As of July31 there were 1.787 open orders for the A320ceo family in the orderbook. Now let us consider the following orders to get cancelled:
- Kinfisher/Kingfisher Red 67 aircraft
- United Airlines 30 aircraft
- Alphastream 15 aircraft
- Northwest Airlines 7 aircraft
- Croatia 4 aircraft
- Hamburg International 2 aircraft
- Delta Airlines 30 aircraft
- Vueling 30 aircraft
- CASC 42 aircraft
- Air China / Shenzen 40 aircraft
With a production rate of 42 and 11.5 months of production per year another 1092 aircraft will have been delivered until the end of October, when the A320neo will enter airline service, leaving .
A320ceo production will ramp down from that point in time. Assume Airbus can hold the rate of 42 aircraft per month steady.

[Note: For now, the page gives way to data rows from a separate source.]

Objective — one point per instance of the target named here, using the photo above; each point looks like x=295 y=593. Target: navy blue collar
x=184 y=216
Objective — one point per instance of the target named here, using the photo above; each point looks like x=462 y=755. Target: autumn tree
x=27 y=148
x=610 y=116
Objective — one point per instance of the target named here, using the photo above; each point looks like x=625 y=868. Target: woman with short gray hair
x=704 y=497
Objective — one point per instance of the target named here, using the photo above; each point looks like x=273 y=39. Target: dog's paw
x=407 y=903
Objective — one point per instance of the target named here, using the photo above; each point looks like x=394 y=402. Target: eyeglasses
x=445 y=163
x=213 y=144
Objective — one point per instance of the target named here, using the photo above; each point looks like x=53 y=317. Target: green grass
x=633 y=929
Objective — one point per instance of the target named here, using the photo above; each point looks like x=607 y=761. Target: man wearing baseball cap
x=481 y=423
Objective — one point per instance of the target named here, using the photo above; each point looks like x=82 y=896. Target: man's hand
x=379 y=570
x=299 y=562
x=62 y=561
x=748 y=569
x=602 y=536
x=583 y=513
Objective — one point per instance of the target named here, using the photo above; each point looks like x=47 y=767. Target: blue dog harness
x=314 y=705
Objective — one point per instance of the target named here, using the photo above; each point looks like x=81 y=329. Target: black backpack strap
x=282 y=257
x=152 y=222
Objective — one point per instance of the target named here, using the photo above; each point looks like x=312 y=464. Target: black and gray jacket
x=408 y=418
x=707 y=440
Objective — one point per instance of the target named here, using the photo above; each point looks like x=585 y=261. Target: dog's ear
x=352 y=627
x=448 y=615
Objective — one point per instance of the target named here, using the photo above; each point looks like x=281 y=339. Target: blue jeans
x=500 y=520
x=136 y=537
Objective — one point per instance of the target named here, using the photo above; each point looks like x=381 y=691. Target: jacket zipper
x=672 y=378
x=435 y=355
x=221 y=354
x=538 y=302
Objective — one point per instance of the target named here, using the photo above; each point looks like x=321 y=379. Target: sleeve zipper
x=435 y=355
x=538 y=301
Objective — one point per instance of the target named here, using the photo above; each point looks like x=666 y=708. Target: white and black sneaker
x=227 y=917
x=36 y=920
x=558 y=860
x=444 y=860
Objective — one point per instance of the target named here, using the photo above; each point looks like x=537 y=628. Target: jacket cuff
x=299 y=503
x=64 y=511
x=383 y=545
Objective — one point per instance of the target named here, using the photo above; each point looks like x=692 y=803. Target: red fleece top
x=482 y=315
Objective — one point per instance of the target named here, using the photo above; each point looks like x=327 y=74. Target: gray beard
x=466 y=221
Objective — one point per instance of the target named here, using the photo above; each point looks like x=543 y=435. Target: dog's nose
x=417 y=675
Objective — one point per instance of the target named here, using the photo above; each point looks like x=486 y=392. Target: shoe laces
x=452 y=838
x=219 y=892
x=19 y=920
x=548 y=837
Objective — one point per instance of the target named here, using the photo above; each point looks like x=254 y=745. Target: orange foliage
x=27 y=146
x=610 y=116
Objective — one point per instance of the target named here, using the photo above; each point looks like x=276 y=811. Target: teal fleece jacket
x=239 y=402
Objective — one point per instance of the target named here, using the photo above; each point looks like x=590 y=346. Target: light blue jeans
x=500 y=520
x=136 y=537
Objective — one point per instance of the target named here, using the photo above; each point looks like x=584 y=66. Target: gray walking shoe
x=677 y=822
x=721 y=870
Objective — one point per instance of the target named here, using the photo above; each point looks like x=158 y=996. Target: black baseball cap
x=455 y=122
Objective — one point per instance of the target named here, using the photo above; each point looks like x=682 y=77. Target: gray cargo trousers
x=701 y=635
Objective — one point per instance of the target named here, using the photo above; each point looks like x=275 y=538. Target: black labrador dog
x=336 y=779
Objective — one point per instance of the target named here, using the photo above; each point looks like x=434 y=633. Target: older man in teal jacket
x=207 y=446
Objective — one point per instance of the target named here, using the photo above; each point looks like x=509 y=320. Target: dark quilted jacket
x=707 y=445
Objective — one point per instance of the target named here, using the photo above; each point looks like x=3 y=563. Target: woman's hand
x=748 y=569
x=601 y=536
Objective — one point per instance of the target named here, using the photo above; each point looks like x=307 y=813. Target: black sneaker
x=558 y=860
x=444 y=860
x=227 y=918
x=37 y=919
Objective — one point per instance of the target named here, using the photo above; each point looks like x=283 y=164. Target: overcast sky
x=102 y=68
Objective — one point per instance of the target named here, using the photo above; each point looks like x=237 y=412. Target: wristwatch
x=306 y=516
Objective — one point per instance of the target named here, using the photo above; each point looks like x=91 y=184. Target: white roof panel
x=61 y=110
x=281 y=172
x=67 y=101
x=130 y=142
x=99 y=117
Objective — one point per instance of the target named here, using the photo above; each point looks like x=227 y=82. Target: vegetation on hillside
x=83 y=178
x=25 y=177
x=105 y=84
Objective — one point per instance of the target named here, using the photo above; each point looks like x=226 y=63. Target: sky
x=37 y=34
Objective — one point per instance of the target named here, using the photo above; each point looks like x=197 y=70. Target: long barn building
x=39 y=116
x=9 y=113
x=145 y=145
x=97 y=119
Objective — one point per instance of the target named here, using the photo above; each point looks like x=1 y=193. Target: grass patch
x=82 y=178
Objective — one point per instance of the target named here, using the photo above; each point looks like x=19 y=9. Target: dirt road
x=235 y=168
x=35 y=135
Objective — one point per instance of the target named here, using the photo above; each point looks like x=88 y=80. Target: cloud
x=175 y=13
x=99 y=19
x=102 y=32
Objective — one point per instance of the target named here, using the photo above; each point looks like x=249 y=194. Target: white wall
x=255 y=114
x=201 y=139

I read somewhere that 12 A320neo should leave the factories in 2015 and 100 in 2016. So from the 564 aircraft produced from November 2015 until December 2016 464 will be ceo's, leaving the ceo backlog at 374. For 2017 I guess that around 60% of all produced A320 will be neo's (289 from 483), so the ceo number delivered in 2017 would be 194 and the remaining backlog at the beginning of 2018 would be 180. Airbus said before that the A320neo should reach 100% share in early 2018, so it is clear that the A320ceo are overbooked at the moment. Maybe this is not unwise as one of the two neo engine suppliers could be late - who knows...
UPDATE: I forgot to mention the American Airlines order: the order for a combined 130 A319ceo and A321ceo is not part of the orderbook. The first two aircraft were delivered in July, then three in August and another one in early September. Airbus leases these aircraft directly to American and then sells them with the lease attached. Not all deliveries will follow that procedure: ILFC ordered 15 A321 recently to lease to AA, so these 15 A321 are part of the orderbook and we do not know how many aircraft from the recent order for 3 A319 and 5 A321 from CIT are destined for AA and how many aircraft will come from other already existing orders fom leasing companies. But Airbus already said that around 30 aircraft will follow the procedure of the first four A319, which were sold to Avolon. So we have another expansion of the orderbook and further overbooking of the A320ceo slots.